Properties of the Minimum of Two Poisson Random Variables

I stumbled upon the following problem in my research. We are trying to analyze $Z=\min(X,Y)$ where $X \sim Pois(p\lambda)$ and $Y\sim Pois((1-p)\lambda)$. Note that the RVs expectation is related yet not identical but are independent.
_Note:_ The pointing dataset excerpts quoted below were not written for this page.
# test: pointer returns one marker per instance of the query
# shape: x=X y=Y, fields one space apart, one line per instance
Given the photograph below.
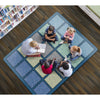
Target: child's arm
x=53 y=35
x=48 y=38
x=72 y=37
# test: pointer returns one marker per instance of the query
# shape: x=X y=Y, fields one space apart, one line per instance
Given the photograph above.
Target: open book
x=42 y=48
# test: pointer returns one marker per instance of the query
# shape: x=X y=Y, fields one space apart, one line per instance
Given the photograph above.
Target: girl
x=68 y=36
x=65 y=68
x=47 y=65
x=75 y=52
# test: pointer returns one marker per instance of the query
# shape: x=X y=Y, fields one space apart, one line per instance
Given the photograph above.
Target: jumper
x=71 y=36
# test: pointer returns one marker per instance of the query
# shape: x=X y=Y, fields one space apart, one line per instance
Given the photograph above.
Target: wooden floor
x=84 y=81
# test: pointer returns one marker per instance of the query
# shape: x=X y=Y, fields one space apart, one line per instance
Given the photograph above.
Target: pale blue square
x=32 y=79
x=42 y=88
x=23 y=68
x=86 y=49
x=57 y=21
x=77 y=39
x=14 y=58
x=63 y=29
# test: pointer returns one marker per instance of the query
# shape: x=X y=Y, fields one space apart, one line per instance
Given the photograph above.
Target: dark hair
x=46 y=65
x=78 y=50
x=51 y=28
x=65 y=65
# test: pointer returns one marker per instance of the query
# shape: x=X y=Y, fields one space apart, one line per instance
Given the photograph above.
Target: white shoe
x=65 y=58
x=61 y=42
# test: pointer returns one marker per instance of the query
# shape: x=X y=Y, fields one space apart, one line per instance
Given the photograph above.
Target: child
x=68 y=36
x=65 y=68
x=30 y=47
x=47 y=65
x=50 y=35
x=75 y=52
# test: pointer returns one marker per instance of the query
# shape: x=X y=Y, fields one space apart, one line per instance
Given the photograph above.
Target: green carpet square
x=39 y=70
x=42 y=30
x=77 y=61
x=57 y=42
x=53 y=79
x=64 y=50
x=33 y=60
x=19 y=49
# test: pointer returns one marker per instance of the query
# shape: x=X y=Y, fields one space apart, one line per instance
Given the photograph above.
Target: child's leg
x=72 y=59
x=55 y=64
x=56 y=38
x=62 y=38
x=42 y=61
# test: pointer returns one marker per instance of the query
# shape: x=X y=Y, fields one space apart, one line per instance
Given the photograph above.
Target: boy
x=68 y=36
x=47 y=65
x=50 y=35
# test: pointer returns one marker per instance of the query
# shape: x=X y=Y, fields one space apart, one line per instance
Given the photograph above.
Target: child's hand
x=37 y=47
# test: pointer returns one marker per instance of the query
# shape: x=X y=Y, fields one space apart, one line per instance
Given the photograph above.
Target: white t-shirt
x=26 y=48
x=68 y=72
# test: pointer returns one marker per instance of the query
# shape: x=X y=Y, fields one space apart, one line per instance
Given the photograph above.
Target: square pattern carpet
x=28 y=69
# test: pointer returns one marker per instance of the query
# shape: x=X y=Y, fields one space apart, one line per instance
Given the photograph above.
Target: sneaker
x=61 y=42
x=65 y=58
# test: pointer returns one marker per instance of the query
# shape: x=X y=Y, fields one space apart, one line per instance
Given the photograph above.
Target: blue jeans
x=44 y=39
x=63 y=38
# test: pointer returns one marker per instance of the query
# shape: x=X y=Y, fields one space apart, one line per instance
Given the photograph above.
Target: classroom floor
x=85 y=81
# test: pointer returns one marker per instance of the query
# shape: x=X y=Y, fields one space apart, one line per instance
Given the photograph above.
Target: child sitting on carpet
x=50 y=34
x=30 y=48
x=68 y=36
x=65 y=68
x=48 y=65
x=75 y=52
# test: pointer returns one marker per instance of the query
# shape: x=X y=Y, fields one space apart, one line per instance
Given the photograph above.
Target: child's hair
x=51 y=28
x=33 y=44
x=65 y=65
x=46 y=64
x=76 y=48
x=71 y=29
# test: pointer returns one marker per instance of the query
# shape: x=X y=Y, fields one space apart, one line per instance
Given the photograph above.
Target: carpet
x=28 y=69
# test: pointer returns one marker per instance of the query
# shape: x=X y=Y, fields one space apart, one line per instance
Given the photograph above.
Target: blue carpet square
x=86 y=49
x=14 y=58
x=32 y=79
x=23 y=68
x=77 y=39
x=42 y=88
x=56 y=21
x=63 y=29
x=30 y=75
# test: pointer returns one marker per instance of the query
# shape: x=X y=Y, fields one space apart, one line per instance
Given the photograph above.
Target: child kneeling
x=50 y=34
x=48 y=65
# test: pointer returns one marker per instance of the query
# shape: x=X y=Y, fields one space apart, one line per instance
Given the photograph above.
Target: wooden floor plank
x=85 y=81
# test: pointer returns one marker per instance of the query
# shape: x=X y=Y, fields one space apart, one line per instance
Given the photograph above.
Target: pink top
x=71 y=36
x=48 y=70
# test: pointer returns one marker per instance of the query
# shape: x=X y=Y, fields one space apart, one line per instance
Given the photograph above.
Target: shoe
x=61 y=42
x=54 y=42
x=45 y=42
x=65 y=58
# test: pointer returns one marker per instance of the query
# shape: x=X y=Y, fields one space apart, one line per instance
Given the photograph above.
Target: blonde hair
x=76 y=48
x=33 y=44
x=72 y=29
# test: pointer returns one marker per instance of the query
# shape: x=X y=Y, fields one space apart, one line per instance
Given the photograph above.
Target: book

What we are most interested in is a closed form expression for $\mathbb{E}Z$. Or, alternatively, an expression simple enough to prove with that the expectation $\mathbb{E}Z$ is attained at $p=\frac{1}{2}$

I managed to find very little literature on the subject. I saw that in some places this scenario is called a "Poisson Race", but couldn't find anything that is relevant to me.

I tried to go the manual way: \begin{equation} \begin{split} \mathbb{E} Z & = \sum_{n\geq 1} \Pr(min(X,Y) \geq n) \\ & = \sum_{n\geq 1} \Pr(X\geq n\ \text{and}\ Y\geq n) \\ & = \sum_{n\geq 1} \Pr(X\geq n)\cdot \Pr(Y\geq n) \\ & = \sum_{n\geq 1}\Bigg[\Bigg(\sum_{i\geq n} \frac{(p \lambda)^i e^{-p\lambda}}{i!} \Bigg)\Bigg(\sum_{i\geq n} \frac{((1-p) \lambda)^i e^{-(1-p)\lambda}}{i!} \Bigg)\Bigg] \\ & = e^{-\lambda}\sum_{n\geq 1}\Bigg[\Bigg(\sum_{i\geq n} \frac{(p \lambda)^i}{i!} \Bigg)\Bigg(\sum_{i\geq n} \frac{((1-p) \lambda)^i }{i!} \Bigg)\Bigg] \\ & = e^{-\lambda}\sum_{n\geq 1}\Bigg[\Bigg(e^x-e_{n-1}(p\lambda) \Bigg)\Bigg(e^x - e_{n-1}((1-p)\lambda) \Bigg)\Bigg] \\ \end{split} \end{equation}

But this didn't lead to any relatively simple terms. Tried looking into Gamma Taylor partial sums of $e^x$ and Gamma functions $\Gamma (x)$ but again, with no result.

What is obvious, due to the symmetry of the function is that the max is attained at $p=\frac{1}{2}$. Does one see any way to prove so without having to derive once and twice and do all the dirty work?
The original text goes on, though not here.